One day, the boy was beaten so badly, his sister thought he might die. So they ran away back to the caseworker and begged her to find them a mommy and daddy who would love them and take care of them. Well that kind caseworker took pity on them once again, and had very good news. She had found their forever family. A wealthy mommy and daddy who lived in a house big as a castle.
Mildred and Edmund were so overjoyed to meet their new mommy and daddy. They gave them presents and candy and all the ice cream they could eat. Later, they showed the boy and girl the best thing of all. Down in the basement, there was a puppet theater, where the boy and the girl could play to their hearts' content.
After a while, they realized the stage wasn't made for puppets. They were the ones who were expected to perform. Their forever mommy and daddy took out classified ads in newspapers using a special code. And perverts from all around paid lots of money to watch them perform unnatural acts on each other.
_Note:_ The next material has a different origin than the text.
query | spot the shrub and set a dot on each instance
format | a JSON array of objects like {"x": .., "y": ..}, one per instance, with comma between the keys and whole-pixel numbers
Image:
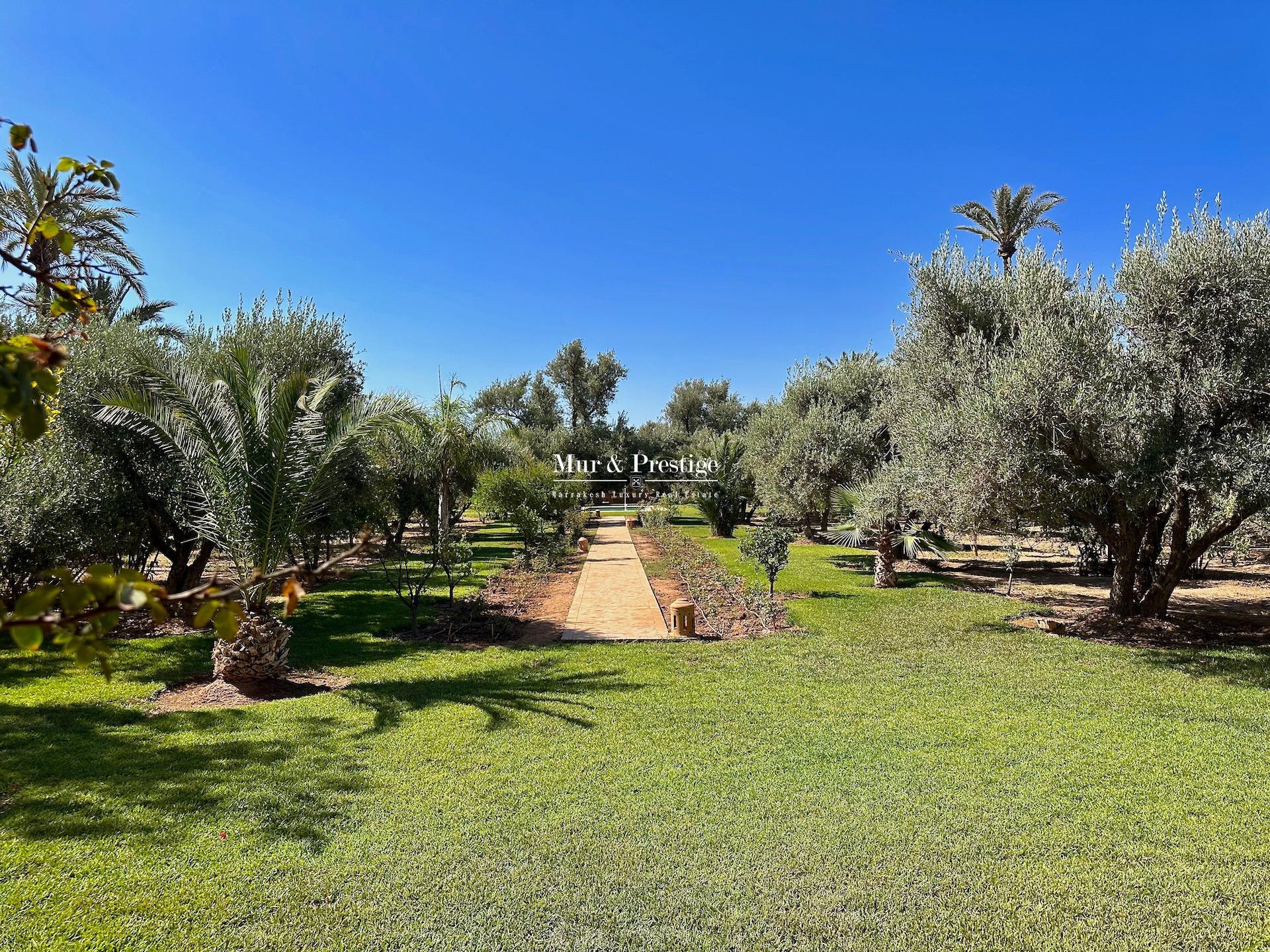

The boy and girl decided they had to escape but the little boy didn't want to just run away. His sister begged him not to, that they should run off while they had the chance. But the little boy said, "No." So, while the couple slept, he took a pair of razor-sharp scissors and gouged out their eyes. The little girl ran and ran until she couldn't run anymore. Finally she sat down beneath a tree and cried.
All of this is supposed to harden Ratched and lead her to become the battle axe nurse archetype she became infamous for in One Flew Over the Cuckoo's Nest. But oddly enough, Ratched's empathy comes out at jarring moments (on one hand, she's boiling a man alive, and not even two minutes later she is assisting in the escape of two patients being held at the hospital for "lesbianism").
If anything, the knowledge of Ratched's backstory takes the character to the very "extreme places" Paulson mentioned before the season's drop, and provides a full spectrum, albeit dark, beginning for her.